Unlike in life, safety in code is a must. A lot of the features that have been developed in programming languages throughout the years are aimed towards making the developer feel safe. Tests, types, optionals, try catch blocks, you name it, they all have the same thing in common.They want the person working on the code to feel safe. But what happens when these features turn on us and actually give us a feeling of uneasiness?

The scary tests

This happened last week. I had been working together with Uğurcan on a rest interface and everything was going fine. Until it struck me: all our tests passed, but they weren’t giving me the confidence I wanted. I think I spent about 4 hours trying to write our tests differently in order to feel safe and cozy again, but to no avail. In the end, I had to accept one thing:

Safety also comes from our mental model.

I realized our entire codebase was outside of our control, and we could only tests the things we were already testing, in the way they were being tested. What had to change was the way I was approaching the concept of safety in this particular domain. Since our code mostly consisted of communicating with the outside world, there was no way we could make sure everything would always work. No matter the amount of tests, that would remain a fact. So in our unit tests, we were stuck with just testing behaviours in made-up situations. And that’s fine.

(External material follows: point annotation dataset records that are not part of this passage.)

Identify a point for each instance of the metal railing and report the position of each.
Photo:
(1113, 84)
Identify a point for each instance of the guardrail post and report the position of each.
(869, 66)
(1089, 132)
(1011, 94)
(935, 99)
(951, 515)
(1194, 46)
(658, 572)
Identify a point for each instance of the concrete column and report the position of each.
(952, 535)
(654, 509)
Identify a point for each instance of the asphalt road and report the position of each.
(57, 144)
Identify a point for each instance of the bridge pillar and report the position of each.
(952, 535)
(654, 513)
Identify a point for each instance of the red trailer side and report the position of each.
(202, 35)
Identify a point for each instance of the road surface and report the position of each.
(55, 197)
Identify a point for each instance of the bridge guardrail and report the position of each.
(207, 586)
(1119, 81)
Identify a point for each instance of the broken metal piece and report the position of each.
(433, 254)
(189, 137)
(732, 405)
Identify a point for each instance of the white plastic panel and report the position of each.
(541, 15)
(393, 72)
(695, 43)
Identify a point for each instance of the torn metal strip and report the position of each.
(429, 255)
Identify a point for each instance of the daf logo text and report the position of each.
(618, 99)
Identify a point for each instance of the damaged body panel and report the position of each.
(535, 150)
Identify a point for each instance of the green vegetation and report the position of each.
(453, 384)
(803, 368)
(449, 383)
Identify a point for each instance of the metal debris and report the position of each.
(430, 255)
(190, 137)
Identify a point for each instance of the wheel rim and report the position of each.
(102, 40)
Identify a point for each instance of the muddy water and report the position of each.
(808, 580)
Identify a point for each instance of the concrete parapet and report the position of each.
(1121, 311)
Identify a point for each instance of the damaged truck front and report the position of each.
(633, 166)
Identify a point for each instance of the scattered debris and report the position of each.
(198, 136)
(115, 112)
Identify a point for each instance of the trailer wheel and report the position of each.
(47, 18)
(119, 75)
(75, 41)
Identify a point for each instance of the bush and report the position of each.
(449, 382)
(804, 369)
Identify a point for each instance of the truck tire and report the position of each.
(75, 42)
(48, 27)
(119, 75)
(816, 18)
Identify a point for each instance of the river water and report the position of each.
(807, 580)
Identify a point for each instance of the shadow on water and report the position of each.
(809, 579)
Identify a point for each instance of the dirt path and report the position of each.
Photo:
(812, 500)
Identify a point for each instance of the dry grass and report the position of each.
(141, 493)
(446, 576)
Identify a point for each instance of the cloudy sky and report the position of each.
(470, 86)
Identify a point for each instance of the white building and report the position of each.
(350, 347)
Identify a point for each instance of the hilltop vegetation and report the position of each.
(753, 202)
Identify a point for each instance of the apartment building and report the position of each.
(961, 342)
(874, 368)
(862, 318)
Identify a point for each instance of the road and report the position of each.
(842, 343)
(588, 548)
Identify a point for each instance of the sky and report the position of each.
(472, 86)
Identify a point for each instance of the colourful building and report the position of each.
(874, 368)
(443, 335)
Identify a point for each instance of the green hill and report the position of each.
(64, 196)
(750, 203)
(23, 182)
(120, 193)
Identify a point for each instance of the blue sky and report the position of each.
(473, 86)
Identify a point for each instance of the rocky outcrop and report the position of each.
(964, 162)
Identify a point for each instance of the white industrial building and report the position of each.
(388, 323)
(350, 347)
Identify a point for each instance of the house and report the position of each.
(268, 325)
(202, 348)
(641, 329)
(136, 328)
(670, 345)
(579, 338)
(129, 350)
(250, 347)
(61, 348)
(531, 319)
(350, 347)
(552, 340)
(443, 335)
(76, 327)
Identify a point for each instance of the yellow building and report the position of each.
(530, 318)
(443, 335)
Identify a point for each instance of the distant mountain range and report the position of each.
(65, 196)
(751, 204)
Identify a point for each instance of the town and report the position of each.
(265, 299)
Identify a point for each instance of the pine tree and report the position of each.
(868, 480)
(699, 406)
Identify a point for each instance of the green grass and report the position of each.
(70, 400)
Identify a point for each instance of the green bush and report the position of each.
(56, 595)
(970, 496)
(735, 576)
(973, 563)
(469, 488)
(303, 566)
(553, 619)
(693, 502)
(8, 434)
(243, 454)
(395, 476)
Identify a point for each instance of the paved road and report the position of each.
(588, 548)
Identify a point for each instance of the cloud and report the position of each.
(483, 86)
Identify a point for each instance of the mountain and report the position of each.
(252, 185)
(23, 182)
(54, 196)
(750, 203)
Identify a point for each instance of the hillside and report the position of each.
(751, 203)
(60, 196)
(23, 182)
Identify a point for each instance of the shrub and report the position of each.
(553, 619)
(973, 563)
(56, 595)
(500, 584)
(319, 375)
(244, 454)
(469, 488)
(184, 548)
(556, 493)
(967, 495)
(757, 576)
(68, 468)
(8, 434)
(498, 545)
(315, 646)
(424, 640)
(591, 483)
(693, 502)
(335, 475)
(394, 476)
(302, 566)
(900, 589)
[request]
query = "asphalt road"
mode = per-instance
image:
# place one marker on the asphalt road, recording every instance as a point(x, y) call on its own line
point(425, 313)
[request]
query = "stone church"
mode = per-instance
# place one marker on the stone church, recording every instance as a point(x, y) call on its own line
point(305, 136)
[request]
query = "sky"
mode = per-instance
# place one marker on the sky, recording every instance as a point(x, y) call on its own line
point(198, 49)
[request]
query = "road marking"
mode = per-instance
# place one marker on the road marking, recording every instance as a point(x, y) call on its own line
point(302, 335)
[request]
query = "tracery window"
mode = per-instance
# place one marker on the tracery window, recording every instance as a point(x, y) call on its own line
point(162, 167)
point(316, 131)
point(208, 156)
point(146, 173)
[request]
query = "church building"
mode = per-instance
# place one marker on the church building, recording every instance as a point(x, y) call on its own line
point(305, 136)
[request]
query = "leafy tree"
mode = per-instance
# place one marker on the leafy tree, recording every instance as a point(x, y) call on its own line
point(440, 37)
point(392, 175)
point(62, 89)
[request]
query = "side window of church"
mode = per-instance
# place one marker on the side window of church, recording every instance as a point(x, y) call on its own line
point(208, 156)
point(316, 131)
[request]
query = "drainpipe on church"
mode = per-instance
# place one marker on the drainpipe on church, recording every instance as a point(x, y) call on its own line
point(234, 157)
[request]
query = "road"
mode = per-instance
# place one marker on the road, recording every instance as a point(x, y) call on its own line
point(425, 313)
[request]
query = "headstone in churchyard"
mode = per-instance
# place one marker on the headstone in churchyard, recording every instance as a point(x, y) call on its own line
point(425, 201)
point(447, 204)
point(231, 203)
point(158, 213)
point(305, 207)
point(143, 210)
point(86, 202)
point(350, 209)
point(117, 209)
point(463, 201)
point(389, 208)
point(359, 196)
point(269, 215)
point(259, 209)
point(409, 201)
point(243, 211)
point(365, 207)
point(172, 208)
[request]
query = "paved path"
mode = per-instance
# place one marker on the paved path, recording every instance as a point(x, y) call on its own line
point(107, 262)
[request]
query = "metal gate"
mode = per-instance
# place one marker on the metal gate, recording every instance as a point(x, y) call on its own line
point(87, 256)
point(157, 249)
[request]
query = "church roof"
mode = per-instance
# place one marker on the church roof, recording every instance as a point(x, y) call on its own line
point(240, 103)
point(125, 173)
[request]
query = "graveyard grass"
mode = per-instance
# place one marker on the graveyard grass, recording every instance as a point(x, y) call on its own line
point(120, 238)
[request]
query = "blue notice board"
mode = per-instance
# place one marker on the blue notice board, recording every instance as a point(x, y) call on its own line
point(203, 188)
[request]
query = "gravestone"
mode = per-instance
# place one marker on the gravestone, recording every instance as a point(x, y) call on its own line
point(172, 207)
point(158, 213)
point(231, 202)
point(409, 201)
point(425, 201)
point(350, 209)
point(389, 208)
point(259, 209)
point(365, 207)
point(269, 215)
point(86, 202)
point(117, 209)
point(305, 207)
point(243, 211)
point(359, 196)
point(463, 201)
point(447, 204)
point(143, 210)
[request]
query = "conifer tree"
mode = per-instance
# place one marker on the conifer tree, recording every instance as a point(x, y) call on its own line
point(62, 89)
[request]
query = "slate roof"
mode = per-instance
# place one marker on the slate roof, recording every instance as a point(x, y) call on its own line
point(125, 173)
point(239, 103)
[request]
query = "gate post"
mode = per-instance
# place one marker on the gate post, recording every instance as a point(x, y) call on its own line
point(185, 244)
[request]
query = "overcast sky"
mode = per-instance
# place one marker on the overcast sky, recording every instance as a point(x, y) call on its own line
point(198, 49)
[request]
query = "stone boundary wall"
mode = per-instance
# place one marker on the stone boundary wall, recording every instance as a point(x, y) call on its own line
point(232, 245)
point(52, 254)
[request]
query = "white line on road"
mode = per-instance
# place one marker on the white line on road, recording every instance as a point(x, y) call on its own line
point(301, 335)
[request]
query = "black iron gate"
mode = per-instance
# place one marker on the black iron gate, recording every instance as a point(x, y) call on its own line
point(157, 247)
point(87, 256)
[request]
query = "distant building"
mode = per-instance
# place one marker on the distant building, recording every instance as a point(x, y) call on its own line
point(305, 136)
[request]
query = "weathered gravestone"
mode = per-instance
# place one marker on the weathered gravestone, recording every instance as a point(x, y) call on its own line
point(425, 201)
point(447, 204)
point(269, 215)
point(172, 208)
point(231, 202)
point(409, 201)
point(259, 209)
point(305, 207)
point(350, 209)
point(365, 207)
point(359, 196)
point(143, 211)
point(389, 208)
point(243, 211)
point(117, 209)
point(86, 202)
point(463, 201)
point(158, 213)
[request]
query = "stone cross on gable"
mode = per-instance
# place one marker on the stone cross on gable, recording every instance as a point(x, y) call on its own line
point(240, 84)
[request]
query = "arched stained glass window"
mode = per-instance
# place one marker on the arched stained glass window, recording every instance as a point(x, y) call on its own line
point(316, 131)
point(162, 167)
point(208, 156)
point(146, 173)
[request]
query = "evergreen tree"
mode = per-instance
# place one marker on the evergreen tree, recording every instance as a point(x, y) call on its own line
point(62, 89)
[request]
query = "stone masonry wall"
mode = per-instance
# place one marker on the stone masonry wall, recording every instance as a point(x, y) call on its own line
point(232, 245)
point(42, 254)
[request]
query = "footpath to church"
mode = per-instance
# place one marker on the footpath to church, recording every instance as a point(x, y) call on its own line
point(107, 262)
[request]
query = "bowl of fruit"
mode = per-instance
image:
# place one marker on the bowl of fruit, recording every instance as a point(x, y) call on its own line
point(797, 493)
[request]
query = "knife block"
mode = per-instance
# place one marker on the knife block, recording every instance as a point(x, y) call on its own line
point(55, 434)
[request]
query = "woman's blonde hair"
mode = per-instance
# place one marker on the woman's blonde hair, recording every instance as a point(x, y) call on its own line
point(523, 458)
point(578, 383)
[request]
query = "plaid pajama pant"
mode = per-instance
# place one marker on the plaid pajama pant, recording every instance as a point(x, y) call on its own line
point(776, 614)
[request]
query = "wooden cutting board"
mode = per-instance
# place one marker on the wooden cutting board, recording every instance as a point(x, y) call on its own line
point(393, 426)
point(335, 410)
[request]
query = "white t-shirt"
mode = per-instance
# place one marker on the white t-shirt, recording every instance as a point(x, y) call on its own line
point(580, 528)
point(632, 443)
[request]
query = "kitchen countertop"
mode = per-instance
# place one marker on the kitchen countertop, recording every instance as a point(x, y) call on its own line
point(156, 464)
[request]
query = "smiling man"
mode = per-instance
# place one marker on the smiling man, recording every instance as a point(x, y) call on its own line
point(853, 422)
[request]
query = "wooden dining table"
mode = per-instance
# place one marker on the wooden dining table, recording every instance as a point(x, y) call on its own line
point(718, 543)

I believe my problem resided in my difficulty to accept that fact. As long as the actual outside world behaved like one of our made-up cases, it would be fine and our real job was in creating valuable cases.

I see things a bit different now. It still makes me a bit anxious, but I’ve learned to cope with it and accept it.

In the end, it depends on how much safety one can actually get. We can easily fall into a loop and write massive amounts of unit tests in order to feel safer. But at one point, it’s an exercise with diminishing returns. There’s one point where the extra test doesn’t add enough in order to be worth it. The challenge is recognizing that point when we reach it, and not before.